5.4 L'auteur affirme en outre qu'un recours aurait entraîné des dépenses auxquelles elle n'aurait pas pu faire face étant au chômage. Elle estime que, si la procédure de recours à un tribunal n'est pas gratuite, elle ne dispose d'aucun recours judiciaire. Quoi qu'il en soit, il s'agit selon elle de savoir non pas combien d'instances judiciaires elle peut saisir, mais si la loi contre la discrimination ethnique en vigueur lui permet d'obtenir réparation; à son avis ce n'est pas le cas.
Considérations relatives à la recevabilité6.1 Avant d'examiner une plainte soumise dans une communication, le Comité pour l'élimination de la discrimination raciale doit, conformément au paragraphe 7 a) de l'article 14 de la Convention, décider si la communication est recevable ou non.
6.2 L'État partie affirme que la plainte de l'auteur est irrecevable attendu qu'elle n'a pas épuisé les recours internes, vu qu'elle aurait pu a) demander à l'ombudsman chargé de lutter contre la discrimination ethnique d'intervenir en sa faveur et/ou b) contester devant un tribunal de district la décision de ne pas la nommer au poste vacant et faire éventuellement appel devant le Tribunal du travail. L'auteur a répondu qu'elle n'a jamais été informée de l'existence de cette dernière voie de recours et que les demandes d'aide à l'ombudsman et les recours devant les tribunaux étaient forcément voués à l'échec étant donné les lacunes de la législation applicable.
6.3 Le Comité note que l'auteur savait qu'elle avait la possibilité de déposer une plainte auprès de l'ombudsman chargé de la lutte contre la discrimination ethnique mais qu'elle n'en a pas fait usage parce qu'elle estimait que cela aurait été vain et parce que, selon elle, ce type de démarche n'avait abouti à rien dans le passé. Ayant appris par les journaux qu'elle avait la possibilité d'intenter une action devant le Tribunal du travail, elle avait en fait commencé à prendre des dispositions en ce sens mais avait finalement renoncé, apparemment parce que son syndicat ne l'avait pas appuyée dans ses démarches, estimant que sa plainte n'était pas fondée. Elle considère en outre qu'il n'existait aucune possibilité "réelle" d'obtenir réparation devant un tribunal de district, parce qu'elle avait eu une mauvaise expérience concernant une action qu'elle avait précédemment intentée devant un tel tribunal.
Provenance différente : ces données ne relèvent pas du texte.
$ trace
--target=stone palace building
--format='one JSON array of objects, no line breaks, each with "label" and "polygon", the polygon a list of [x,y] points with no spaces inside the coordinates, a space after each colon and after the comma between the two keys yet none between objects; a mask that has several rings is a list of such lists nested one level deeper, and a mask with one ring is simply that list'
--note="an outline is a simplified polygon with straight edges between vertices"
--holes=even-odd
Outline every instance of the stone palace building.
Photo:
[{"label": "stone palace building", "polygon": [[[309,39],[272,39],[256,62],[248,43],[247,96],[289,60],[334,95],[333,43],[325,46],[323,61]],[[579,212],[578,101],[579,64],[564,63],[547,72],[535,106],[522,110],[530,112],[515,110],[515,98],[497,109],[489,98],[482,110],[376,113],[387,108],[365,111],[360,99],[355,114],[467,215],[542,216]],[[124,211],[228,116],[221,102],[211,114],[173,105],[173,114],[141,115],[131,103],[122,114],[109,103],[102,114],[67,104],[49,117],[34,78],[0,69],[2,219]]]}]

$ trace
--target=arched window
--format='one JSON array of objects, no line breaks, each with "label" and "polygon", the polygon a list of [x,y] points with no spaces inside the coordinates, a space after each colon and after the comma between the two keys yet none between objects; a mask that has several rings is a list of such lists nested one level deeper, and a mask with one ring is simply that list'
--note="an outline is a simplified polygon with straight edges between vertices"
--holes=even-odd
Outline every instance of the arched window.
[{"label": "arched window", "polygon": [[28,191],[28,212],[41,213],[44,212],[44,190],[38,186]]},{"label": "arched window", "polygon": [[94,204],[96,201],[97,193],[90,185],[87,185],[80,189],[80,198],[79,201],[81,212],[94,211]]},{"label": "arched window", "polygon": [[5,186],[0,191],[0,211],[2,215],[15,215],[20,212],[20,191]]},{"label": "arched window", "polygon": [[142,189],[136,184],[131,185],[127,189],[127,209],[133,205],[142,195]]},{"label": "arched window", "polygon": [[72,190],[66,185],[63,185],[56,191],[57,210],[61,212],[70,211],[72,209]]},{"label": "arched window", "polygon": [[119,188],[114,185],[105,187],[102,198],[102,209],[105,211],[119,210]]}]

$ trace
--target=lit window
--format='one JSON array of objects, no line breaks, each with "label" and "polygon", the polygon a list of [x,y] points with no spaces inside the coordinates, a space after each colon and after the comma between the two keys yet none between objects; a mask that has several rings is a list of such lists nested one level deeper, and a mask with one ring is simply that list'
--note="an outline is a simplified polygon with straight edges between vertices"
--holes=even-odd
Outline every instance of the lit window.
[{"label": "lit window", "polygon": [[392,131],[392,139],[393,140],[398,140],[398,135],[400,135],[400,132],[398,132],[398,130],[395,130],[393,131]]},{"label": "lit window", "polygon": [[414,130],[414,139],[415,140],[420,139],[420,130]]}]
6.4 Le Comité conclut que, quelles que soient les réserves de l'auteur quant à la capacité de la législation en vigueur d'empêcher une discrimination raciale sur le marché du travail, il lui appartenait d'exercer les recours disponibles, y compris en déposant une plainte auprès d'un tribunal de district. De simples doutes quant à l'efficacité de tels recours ou le sentiment que leur utilisation puisse entraîner des frais ne saurait dispenser un plaignant de s'en prévaloir.
6.5 À la lumière de ce qui précède, le Comité estime que l'auteur n'a pas satisfait aux conditions énoncées au paragraphe 7 a) de l'article 14 de la Convention.
7. En conséquence, le Comité pour l'élimination de la discrimination raciale décide :
a) que la communication est irrecevable;
b) que la présente décision sera communiquée à l'État partie et à l'auteur de la communication.